Out of a field of 11 candidates, Chris Pappas emerged the winner on the Democratic side for the New Hampshire 1st Congressional District. Pappas is an Executive Councilor from District 4, including Manchester, Bow, Londonderry, and Chichester. His next-closest Democratic rival was Maura Sullivan, a former Department of Defense official during the Obama presidency. One criticism of her, from more than one place, was her lack of ties to the Granite State.
In the end, Sullivan was not close to winning. Pappas had 45 percent with 55 percent of the vote reporting, while Sullivan lagged far behind at just under 30 percent. No other candidate reached double-digits. His ultimate margin narrowed somewhat, but Pappas still owned a comfortable victory with all votes counted.
Republicans nominated Eddie Edwards in a close race over Andy Sanborn. Edwards is a former police chief from South Hampton, while Sanborn is a state senator for the 9th District, which spans from Jaffrey to Peterborough. Edwards led Sanborn 48 percent to 40 on 63 of 114 precints, with all others in single digits. Final results showed Edwards just under a majority in NH-01.
Meanwhile, in the New Hampshire 2nd Congressional District, the race to take on Rep. Annie Kuster (D) was too close to call for much of the night. Eventually, Steve Negron prevailed.

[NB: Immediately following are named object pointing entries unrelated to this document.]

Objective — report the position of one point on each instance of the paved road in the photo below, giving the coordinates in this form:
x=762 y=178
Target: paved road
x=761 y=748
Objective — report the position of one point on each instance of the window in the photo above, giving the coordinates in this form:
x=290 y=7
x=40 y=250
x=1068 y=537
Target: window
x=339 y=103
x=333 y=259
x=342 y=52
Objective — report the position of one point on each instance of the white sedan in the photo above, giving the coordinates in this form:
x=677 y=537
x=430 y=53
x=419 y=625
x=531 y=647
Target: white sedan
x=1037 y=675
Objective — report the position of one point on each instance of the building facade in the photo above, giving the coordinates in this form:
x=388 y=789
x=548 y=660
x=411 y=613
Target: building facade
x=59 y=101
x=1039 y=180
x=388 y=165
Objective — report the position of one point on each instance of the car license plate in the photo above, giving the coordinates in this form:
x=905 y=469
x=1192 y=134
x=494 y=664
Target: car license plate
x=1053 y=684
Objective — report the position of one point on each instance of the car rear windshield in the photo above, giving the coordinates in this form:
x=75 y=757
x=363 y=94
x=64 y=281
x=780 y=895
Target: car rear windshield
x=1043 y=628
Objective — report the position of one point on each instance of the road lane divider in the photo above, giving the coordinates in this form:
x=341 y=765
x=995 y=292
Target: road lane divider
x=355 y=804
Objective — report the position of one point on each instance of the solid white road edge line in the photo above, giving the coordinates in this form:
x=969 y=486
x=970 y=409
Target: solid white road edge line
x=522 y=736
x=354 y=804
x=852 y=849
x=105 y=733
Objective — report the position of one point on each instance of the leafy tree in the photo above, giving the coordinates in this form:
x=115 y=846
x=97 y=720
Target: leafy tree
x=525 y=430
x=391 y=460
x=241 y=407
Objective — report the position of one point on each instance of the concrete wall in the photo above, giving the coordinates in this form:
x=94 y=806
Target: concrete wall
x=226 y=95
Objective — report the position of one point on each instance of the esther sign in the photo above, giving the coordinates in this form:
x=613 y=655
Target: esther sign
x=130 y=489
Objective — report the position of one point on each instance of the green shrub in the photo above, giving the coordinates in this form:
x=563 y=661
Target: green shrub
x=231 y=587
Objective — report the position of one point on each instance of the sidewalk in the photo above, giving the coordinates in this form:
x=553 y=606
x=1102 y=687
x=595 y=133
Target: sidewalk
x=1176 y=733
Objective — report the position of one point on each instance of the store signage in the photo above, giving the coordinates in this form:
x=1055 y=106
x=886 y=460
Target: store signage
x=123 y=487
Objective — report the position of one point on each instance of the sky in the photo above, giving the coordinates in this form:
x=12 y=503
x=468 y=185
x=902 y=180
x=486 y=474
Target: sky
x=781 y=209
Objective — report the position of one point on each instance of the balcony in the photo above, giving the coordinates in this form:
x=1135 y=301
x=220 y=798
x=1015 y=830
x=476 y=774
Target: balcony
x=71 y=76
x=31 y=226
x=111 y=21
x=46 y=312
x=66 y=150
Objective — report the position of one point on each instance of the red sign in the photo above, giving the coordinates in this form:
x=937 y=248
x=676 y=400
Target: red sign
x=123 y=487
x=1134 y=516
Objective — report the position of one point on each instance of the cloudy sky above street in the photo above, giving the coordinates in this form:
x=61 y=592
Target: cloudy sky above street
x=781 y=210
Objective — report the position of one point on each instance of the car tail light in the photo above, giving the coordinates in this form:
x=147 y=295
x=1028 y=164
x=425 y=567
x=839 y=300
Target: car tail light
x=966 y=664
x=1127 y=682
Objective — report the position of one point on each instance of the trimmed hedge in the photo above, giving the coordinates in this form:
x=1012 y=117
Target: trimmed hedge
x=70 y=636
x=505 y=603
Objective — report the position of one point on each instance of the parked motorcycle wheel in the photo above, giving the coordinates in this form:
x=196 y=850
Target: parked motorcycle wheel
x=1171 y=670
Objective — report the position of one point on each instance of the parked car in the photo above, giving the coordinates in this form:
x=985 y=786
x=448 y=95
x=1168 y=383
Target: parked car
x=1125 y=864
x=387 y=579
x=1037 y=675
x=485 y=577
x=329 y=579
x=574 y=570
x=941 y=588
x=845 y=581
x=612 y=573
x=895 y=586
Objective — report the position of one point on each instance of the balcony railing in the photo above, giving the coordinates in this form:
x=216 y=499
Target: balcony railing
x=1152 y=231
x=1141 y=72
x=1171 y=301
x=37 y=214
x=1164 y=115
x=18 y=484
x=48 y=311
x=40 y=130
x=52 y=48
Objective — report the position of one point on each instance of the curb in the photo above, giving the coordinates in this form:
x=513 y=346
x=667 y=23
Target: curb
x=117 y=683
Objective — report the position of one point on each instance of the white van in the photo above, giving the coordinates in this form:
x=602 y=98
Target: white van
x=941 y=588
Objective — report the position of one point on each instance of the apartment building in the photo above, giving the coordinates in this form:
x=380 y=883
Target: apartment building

It had been a very tight three-way election featuring Negron, Stewart Levenson, and Lynne Blankenbeker remains at hand. Only a few hundred votes separated leader Negron and Levenson with 60 percent counted, with Blankenbeker slipping further behind Levenson as the night progressed. None of the other four Republican candidates were in contention.
Negron is a state representative for Hillsborough 32, a district in Nashua. Levenson is a rheumatologist who made news as a whistleblower during his time as chair of the Manchester VA Medical Center’s Department of Medicine. Finally, Blankenbeker was a state representative from Concord from 2009 to 2012.
2018 New Hampshire Primary Results: Other Notable Results
Many races for State Senate and New Hampshire Executive Council were uncontested. Just three Executive Council primaries took place in five total seats. The only incumbent who faced opposition was GOP councilor Joseph Kenney of District 1, who handily defeated Kim Strathdee.
In a different Executive Council race, former Manchester mayor Ted Gatsas won the GOP District 4 primary in a landslide over Jane Cormier. Gatsas had 68 percent with almost four-fifths of precincts counted. He ended up with 67 percent.